South African politician and trade unionist

Essob Mmanoko Mokgonyana, sometimes misspelled Essop Mokgonyane, is a South African politician and trade unionist who has served as Chief Whip of the Majority Party in the Limpopo Provincial Legislature since 2019. He represents the African National Congress (ANC) in that capacity. He previously chaired the Limpopo branch of the Congress of South African Trade Unions (COSATU), an ANC ally, from 2012 to 2019.

Mokgonyana gained prominence as a regional leader of COSATU and the affiliated National Union of Mineworkers' in Limpopo province. In May 2009, he was elected Provincial Deputy Chairperson of COSATU's Limpopo branch, deputising Provincial Chairperson Ronnie Moroatshehla. At the union's next provincial elective conference in August 2012, he successfully challenged Moroatshehla in a vote and was elected COSATU Provincial Chairperson. At that time he was viewed as politically aligned to incumbent ANC President Jacob Zuma. He was re-elected unopposed to a second term in July 2015 and to a third term in July 2018.

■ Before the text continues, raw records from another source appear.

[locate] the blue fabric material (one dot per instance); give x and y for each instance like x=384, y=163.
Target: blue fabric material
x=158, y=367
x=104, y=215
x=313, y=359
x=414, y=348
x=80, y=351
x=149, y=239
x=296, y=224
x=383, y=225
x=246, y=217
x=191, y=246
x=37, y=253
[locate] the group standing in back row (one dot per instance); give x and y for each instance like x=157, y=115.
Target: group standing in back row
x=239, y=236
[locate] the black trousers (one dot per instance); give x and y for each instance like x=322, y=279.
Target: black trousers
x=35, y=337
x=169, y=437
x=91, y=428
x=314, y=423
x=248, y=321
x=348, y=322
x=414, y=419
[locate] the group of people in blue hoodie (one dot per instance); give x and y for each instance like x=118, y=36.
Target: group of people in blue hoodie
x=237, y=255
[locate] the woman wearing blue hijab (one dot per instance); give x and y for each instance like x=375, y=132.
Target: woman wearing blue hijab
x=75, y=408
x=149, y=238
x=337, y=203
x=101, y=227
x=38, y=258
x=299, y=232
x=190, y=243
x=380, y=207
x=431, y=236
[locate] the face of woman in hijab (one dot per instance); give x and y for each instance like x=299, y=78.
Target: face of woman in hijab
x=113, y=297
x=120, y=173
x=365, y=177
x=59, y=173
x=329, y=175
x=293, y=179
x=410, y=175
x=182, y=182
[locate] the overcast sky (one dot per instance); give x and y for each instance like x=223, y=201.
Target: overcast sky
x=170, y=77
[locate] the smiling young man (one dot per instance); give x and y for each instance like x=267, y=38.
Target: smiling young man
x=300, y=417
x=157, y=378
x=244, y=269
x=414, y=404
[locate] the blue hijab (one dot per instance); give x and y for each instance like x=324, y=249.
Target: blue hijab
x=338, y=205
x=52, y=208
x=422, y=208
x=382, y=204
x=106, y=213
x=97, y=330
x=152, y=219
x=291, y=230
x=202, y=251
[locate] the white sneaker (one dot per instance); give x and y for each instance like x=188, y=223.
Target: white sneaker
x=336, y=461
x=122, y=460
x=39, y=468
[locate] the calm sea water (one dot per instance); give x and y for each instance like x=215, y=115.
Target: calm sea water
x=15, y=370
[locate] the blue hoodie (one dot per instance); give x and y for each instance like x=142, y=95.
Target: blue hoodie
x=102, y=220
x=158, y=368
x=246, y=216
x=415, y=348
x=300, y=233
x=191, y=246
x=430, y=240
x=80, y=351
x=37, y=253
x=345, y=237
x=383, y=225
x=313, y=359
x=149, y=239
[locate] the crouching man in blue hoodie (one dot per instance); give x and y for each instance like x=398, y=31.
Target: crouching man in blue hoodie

In the 2019 general election, Mokgonyana was elected to the Limpopo Provincial Legislature, ranked 17th on the ANC's provincial party list. After the election, on 11 July 2019, the legislature appointed him to succeed Falaza Mdaka as Majority Chief Whip. After his election to the legislative office, Mokgonyana vacated the COSATU chairmanship and he was succeeded in that capacity by Calvin Tshamano later in July. In June 2022, he was elected to a four-year term on the Limpopo ANC's Provincial Executive Committee.